India's third-largest tyre maker Ceat's Anant Goenka said the acquisition of French company Michelin's Camso brand of off-Highway tyres give the company an foothold into the premium segment, which typically attract higher margins.
Share of the tyre-maker hit a record high after the acquisition the Michelin-owned global brand Camso and its Sri Lankan units, rising nearly 10% in early trade on December 9.
In conversation with CNBC-TV18, Anant Goenka, Vice Chairman, Ceat said the acquisition's 'most exciting' aspect is the 'high quality, premium' brand itself, which will help increase the market share in the higher end of the business. "The deal give us stronger position into the export markets," Goenka said, referring to the North American and European markets. "We get access to +40 OEMs and +200 distributors at the high-end, premium segment of the market. So, to us, this is what is most exciting for us," Anant Goenka said referring to the high synergy from the acquisition. The company plans to fund the acquisition 30% via equity and 70% from debt.

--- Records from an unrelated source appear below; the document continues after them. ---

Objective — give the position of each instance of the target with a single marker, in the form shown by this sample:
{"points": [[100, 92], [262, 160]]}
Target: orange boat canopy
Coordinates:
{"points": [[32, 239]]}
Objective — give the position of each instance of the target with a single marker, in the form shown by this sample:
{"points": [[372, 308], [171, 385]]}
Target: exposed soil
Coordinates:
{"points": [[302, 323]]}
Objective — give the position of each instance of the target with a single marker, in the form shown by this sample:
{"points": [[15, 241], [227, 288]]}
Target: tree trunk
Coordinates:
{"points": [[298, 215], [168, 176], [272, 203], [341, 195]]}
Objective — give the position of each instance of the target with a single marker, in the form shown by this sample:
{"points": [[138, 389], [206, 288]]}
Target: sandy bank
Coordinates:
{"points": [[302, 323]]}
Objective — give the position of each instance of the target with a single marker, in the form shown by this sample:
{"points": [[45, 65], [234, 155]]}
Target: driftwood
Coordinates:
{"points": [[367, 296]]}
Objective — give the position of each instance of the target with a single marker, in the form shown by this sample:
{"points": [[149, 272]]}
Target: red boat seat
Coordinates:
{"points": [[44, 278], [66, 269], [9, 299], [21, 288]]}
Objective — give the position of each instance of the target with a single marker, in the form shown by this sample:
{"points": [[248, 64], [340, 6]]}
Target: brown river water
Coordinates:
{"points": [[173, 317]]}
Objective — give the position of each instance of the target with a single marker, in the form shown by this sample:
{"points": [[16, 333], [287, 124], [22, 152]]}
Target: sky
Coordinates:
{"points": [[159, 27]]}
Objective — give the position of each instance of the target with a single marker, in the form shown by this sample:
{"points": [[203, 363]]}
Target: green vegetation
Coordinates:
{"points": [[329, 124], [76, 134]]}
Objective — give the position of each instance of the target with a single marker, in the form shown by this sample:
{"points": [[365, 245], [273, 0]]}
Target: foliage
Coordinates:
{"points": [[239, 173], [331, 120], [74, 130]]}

Once Ceat completes the acquisition of Camso brand over the next three years, it will also be able to sell conveyor belt tracks over time, and it also lays ground for Ceat's entry into the compact construction equipment business, the company said. Ceat also gets access to all categories of the premium end of the market where Camso can expand, Ceat said.
Camso is a Canadian brand which Michelin acquired in 2018 for $1.45 billion, and makes tyres for tractors, harvesters and bulldozers with a $1.2 billion turnover. Read More.
The Off-Highway Tyre (OHT) business is higher margin compared to the general tyre segment. In this specialty segment, Ceat had launched more than 46 SKUs during Q2FY25, underscoring its focus in this high margin category. Harsh Goenka, Chairman of Ceat called the deal 'game-changing', one that will strengthen the company in the global Off-Highway Tyre market.
Ther tyre segment has been growing at a compounded annual growth rate (CAGR) of 2%, while the track segment has a CAGR of 6-7%.
"A large part of this business is into tracks, or conveyor belts used in construction of agri equipment segment. In addition to customers and hitech business, we get great quality technology, where the number of players in the world are very few. We are excited about growing the tracks business globally," Goenka added.
"The track segment is growing faster and (also) has a larger premium play with the customers yet to figure out the right applications of tracks in construction and mining, which means there is a lot of scope for higher penetration in the track segment. So, between the two, tyres and tracks, the latter is more attractive, where CEAT will focus on growth," CEAT MD and CEO Arnab Banerjee told PTI.
Goenka said under President-elect Trump, the Sri Lankan assets could be a good opportunity for India to tap into the US market, if there is a move to veer away from Chinese exports.
With new 20% of the new two-wheelers being launched being electric, Ceat has also positioned itself strongly with a 30% share of business there, which it expects could go up further with few new approvals.
Ceat said its OEM business has been slower in the second quarter, while tractors and two-wheelers have seen better growth rate, but margins may remain under pressure during the third quarter. "Q3FY25 will see some pressure on the margins. Rubber prices went up from Rs 150 / kg to Rs 250 kind of levels two months ago. This has cooled down and we did take a price hike in October. So, we believe by Q4FY25 margins should get better," said Anant Goenka. For FY25, the company said it may see slightly lower margins compared to a year ago.